In other words, Amex is taking from one audience to give to another. In the appeal, and in reversing the earlier ruling against Amex, the circuit court maintained that “in order to succeed, a credit card network must find an effective method for balancing the prices on the two sides of the market.” That is a balancing act, as cardholders and merchants each have their own interests, often at odds. Merchants want lower network fees, while cardholders demand more services.
Yet the Justice Department’s argument has been that the appeals court should have examined simply how Amex has had an impact on merchants – and not both markets (again, merchants and customers).

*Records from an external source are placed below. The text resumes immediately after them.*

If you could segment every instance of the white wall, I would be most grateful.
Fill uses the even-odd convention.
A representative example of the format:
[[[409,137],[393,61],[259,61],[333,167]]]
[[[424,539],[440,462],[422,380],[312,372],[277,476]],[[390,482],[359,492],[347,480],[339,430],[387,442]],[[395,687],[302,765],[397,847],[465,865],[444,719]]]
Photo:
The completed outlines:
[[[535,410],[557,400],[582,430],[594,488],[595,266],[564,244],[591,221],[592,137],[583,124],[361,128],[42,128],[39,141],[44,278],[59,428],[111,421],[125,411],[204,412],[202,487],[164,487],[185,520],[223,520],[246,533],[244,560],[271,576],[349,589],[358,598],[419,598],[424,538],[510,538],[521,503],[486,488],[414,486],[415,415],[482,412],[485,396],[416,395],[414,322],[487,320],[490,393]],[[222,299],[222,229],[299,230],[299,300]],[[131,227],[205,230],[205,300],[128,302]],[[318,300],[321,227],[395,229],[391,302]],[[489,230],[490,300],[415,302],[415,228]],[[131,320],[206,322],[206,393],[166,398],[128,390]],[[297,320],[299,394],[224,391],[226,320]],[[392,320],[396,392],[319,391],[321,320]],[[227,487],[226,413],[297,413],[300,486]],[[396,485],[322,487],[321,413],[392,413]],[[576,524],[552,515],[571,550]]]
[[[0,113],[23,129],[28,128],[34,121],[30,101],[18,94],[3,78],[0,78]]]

In terms of official legal arguments, Amex was thought to be going it relatively alone, as the deadline for amicus briefs arguing Amex’s side of the equation passed last week, but then there was a flurry of briefs filed just before the deadline (more on that in a minute).
If the rules are taken off the table, some posit that relatively lower-priced cards get a boost – Discover, for one, becomes a big winner. The district court ruling (which, again, was against the Amex practices) stated that a previous merchant discount campaign by Discover, which sought to alert merchants to Amex price increases, had been stifled in the face of the Amex practices. The Discover initiative would have part of a fair ad-free market, said the ruling.
Discover wrote in its own amicus brief that “such competition, in turn, would result in a boon to consumers in [the] form of more rewards and lower prices.” On the Amex side, last week economists Gregory Sidak and Robert Willig said in their own brief, published in support of Amex, that NDPs have not distorted the competition of this two-sided market, and in fact do “not eliminate the incentives of rival credit card networks to offer competitive lower prices to merchants.”
In their own brief filed last week, David S. Evans, chairman of Global Economics Group, and Prof. Richard Schmalensee argued that focusing on only one side of the two-sided market (in the case of Amex, the merchant side) would in effect be a “rigid approach” that would ignore business reality, apply to all platforms (beyond the credit card industry) and stifle true competition and innovation.
One other brief, filed by more than a dozen economics and antitrust scholars, said that if the Supreme Court were to reverse the Second Circuit’s ruling, it could “undermine the goals of antitrust laws … institutionaliz[ing] a nebulous legal framework” that would “condemn procompetitive conduct” and hamper output market-wide, which is a goal of these markets.
For the credit card industry, and well beyond its confines, it’s high court, high drama.
There was regulatory news on other fronts too, as you might guess, and it went beyond the scope of bitcoin and how cryptocurrencies might be regulated on a world stage. To recap that development, regulators are looking at “answers” to volatile trading and risk to be decided at the G20 summit slated for March.
Separately, Reuters reported that a study by the Competition Bureau in Canada has found that growth in FinTech in that country is being dragged down by onerous regulations and high costs.
The United States
In the States, Mastercard said that issuers in the EU must offer biometric identification to account holders by April of 2019. Also, in North America, the Consumer Financial Protection Bureau has extended its deadline for the prepaid card rule, now to go into effect in April 2019 rather than this year. Prepaid cards at that point will have protections similar to debit cards, introducing rules governing limited liability and overdraft fees.
On the former, the “bold move” was one intended to move issuers toward a form of authentication that is not only more secure, but more appealing to consumers. On the latter, it’s likely a bit of a kick the can down the road to give a new director the opportunity to reconsider the rule entirely.